# Expertise required about Dell Optiplex GX260 Video Cards



## eXtreme-op (Sep 29, 2008)

Hi
I have dell optiplex gx260 desktop, Windowx Xp Service pack 3, 2.6GHz,1Gb Ram,80Gb Hard, PSU 250and 64mb builtin graphic card which im using with shared ram 128.

few days ago i saw my friend playing Need for speed games and it attracts me alot. infact im playing nfs most wanted on this pc very well. but when i tried to install nfs carbon it wont start. 

all i mean to explain i want to buy a gaming card for my pc my friend said me to buy any video card of 256mb but after a little search i came to know that my pc cant carry a big size card as it very low in hieght.

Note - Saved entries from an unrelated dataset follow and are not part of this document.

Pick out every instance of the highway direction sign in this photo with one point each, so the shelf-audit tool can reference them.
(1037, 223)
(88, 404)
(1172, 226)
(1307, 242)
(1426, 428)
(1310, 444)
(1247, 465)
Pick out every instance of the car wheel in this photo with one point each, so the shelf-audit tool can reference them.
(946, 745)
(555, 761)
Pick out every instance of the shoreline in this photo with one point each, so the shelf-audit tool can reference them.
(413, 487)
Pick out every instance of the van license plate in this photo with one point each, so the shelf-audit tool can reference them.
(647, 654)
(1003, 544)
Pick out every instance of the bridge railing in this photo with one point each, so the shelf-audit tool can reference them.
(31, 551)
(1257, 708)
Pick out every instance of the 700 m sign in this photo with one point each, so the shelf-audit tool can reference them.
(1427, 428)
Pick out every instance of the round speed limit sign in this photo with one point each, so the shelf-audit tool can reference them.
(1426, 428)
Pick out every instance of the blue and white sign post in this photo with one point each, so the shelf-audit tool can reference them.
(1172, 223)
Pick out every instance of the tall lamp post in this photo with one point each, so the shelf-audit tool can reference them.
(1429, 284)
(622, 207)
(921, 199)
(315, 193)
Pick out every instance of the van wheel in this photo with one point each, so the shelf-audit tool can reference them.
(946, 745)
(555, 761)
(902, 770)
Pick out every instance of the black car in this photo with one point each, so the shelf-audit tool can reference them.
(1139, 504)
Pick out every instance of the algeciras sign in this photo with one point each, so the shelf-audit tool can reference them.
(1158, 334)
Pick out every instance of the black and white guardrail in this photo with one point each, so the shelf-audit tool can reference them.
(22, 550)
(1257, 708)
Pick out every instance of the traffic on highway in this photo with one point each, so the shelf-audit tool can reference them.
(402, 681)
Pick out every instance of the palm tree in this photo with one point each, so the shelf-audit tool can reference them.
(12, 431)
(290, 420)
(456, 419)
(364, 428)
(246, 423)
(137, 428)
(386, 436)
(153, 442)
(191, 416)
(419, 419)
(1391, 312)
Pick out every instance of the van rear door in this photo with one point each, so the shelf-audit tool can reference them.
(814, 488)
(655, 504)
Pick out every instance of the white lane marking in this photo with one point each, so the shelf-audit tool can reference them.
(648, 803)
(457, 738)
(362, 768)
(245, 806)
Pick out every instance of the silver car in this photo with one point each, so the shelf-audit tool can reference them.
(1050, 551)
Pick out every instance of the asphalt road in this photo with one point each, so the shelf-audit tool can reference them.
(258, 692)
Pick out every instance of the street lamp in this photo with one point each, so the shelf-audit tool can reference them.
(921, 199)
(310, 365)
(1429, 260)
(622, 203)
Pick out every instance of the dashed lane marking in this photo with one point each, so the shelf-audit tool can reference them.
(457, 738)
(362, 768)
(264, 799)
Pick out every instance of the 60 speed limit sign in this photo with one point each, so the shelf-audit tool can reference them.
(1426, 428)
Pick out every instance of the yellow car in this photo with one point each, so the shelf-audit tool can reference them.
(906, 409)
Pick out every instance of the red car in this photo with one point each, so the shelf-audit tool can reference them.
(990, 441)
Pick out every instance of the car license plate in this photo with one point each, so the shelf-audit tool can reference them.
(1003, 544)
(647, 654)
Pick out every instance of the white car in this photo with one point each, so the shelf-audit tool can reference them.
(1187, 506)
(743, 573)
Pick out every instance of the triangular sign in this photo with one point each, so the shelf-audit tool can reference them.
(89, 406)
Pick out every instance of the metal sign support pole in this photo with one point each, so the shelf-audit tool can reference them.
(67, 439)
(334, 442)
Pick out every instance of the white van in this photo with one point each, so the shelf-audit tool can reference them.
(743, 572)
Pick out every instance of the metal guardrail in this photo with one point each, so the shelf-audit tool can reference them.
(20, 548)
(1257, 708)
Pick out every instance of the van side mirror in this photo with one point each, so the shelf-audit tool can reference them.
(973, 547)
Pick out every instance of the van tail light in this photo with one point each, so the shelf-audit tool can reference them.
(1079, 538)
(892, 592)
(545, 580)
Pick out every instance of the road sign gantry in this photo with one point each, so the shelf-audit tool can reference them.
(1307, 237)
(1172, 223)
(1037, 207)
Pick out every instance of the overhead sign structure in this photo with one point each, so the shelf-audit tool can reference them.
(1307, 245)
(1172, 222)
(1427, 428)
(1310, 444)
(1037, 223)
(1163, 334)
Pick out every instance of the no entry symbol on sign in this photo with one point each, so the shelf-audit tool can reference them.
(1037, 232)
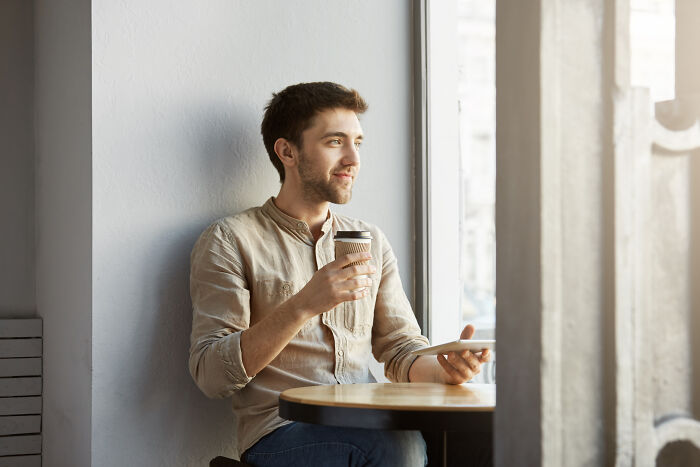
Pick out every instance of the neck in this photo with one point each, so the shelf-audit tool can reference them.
(293, 203)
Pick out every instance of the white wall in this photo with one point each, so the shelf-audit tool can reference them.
(64, 225)
(178, 93)
(17, 298)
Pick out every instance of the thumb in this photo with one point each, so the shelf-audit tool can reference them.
(467, 332)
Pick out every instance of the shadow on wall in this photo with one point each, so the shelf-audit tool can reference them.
(210, 179)
(678, 454)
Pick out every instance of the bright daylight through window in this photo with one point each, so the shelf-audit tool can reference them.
(461, 143)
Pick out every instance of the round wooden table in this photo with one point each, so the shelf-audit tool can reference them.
(466, 408)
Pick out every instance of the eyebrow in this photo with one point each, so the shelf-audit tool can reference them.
(338, 133)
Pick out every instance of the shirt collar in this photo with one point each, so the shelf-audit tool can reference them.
(289, 222)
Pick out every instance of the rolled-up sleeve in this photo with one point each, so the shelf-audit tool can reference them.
(395, 332)
(221, 311)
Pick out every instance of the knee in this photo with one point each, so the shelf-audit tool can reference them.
(400, 448)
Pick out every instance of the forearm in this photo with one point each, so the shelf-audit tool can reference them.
(426, 369)
(263, 341)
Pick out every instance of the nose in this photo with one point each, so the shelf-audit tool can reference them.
(351, 156)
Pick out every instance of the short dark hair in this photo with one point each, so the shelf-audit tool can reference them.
(291, 111)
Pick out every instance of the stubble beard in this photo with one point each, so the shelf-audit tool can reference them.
(316, 188)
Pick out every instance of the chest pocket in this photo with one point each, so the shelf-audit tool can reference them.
(358, 316)
(269, 294)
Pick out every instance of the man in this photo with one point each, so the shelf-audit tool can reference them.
(273, 308)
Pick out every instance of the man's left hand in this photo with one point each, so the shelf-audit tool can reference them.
(461, 366)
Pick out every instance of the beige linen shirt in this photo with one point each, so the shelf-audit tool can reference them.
(244, 266)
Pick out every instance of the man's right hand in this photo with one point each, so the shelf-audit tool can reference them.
(332, 285)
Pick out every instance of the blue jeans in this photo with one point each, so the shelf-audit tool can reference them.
(311, 445)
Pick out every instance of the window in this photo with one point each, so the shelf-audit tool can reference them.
(460, 168)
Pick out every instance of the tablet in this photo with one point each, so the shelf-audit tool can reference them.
(464, 344)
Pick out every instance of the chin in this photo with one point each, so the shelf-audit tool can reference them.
(341, 198)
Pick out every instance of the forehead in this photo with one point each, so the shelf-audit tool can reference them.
(336, 120)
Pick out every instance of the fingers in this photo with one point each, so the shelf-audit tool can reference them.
(467, 332)
(359, 270)
(485, 356)
(465, 362)
(453, 375)
(344, 260)
(460, 366)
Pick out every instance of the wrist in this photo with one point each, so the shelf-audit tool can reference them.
(300, 313)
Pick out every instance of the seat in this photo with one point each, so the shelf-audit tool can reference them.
(221, 461)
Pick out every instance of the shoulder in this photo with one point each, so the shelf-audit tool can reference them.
(241, 223)
(230, 228)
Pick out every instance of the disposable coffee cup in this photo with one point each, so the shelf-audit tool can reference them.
(353, 241)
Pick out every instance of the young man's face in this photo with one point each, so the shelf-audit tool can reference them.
(329, 159)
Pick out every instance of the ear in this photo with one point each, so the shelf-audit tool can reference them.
(287, 152)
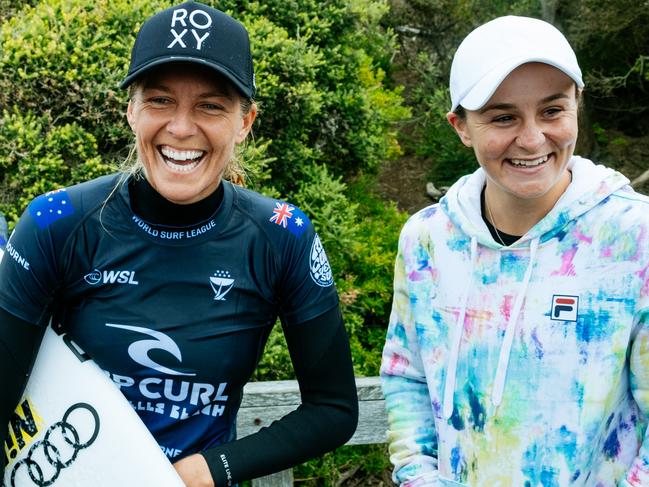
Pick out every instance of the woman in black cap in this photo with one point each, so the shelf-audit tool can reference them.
(171, 278)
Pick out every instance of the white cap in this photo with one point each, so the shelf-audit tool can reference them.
(490, 52)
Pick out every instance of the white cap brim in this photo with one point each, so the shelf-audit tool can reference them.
(480, 94)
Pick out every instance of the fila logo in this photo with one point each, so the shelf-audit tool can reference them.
(110, 277)
(139, 351)
(564, 308)
(221, 283)
(198, 20)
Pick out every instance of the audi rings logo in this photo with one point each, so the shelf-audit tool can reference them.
(59, 448)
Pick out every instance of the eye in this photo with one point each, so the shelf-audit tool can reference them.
(159, 100)
(211, 107)
(552, 111)
(502, 119)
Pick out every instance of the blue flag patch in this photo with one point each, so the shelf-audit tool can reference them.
(289, 217)
(50, 207)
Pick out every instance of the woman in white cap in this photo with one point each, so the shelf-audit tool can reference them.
(171, 278)
(518, 346)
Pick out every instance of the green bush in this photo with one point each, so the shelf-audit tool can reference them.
(36, 156)
(321, 85)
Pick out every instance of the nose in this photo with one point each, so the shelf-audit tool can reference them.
(531, 135)
(181, 125)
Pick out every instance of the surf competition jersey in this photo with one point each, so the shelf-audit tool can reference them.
(177, 316)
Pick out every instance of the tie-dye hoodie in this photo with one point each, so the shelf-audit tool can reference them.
(526, 365)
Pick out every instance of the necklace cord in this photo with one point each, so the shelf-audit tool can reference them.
(493, 221)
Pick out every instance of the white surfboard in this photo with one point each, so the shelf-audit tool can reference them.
(73, 428)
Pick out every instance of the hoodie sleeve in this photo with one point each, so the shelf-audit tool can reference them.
(411, 434)
(638, 473)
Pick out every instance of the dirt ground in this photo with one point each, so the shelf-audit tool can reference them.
(404, 181)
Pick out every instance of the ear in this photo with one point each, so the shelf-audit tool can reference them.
(130, 116)
(459, 124)
(246, 127)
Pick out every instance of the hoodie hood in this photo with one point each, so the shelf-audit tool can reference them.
(590, 185)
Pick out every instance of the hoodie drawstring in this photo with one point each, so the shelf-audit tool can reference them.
(505, 350)
(449, 386)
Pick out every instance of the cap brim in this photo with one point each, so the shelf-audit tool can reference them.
(480, 94)
(247, 91)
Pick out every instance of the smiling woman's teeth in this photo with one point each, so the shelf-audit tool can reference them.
(181, 161)
(530, 163)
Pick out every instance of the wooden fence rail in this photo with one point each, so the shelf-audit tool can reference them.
(265, 402)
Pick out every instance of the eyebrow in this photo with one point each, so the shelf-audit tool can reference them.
(207, 94)
(510, 106)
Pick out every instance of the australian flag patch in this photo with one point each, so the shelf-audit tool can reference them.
(289, 217)
(50, 207)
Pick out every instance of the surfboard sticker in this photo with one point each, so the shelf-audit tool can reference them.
(73, 428)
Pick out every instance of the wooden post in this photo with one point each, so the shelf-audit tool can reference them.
(265, 402)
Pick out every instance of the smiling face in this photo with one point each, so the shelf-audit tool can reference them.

please tell me the best card i can get for my machine, i dont want to spent so much but want to buy best thing for one time. so wont have to change it again and again. i know nothing about cards. so please guide me with the name and model, once again i would like to say im ready to get get best card even 512Mb if posible to fix in my pc. please help me i would be very thankfull to you all.

Regards,


----------



## dai (Jul 2, 2004)

you need a low profile card and with these micro systems you then run into problems finding a power supply to run it


----------



## eXtreme-op (Sep 29, 2008)

Thanks for your reply but that’s not what i asked i know dell gx260 is a low profile system and i cant upgrade it much. all i wanted to know. a card name which i can use with this system. Give me higher agp card name which i can use with my system capacity. some guys said me to get Geforce 5200 but if it is posible to get a higher card minimum 256 mb i would prefer that. so adivse me please.

Regards


----------



## dai (Jul 2, 2004)

http://db.jaton.com/VGAProductDetail.aspx?P_ID=S338L-T256-LP
http://www.xpcgear.com/asusa9250.html


----------



## eXtreme-op (Sep 29, 2008)

Thanks for your help Dai, im sure this will work find on my computer. im gonna buy NVIDIA Geforce 6200 if i need any further assistance i'll ask you again. please dont close this board yet.
once again thanks alot.

Regards


----------



## emosun (Oct 4, 2006)

few more

http://www.tigerdirect.com/applications/SearchTools/item-details.asp?EdpNo=3941080&CatId=935
http://www.tigerdirect.com/applications/SearchTools/item-details.asp?EdpNo=4116644&CatId=933


----------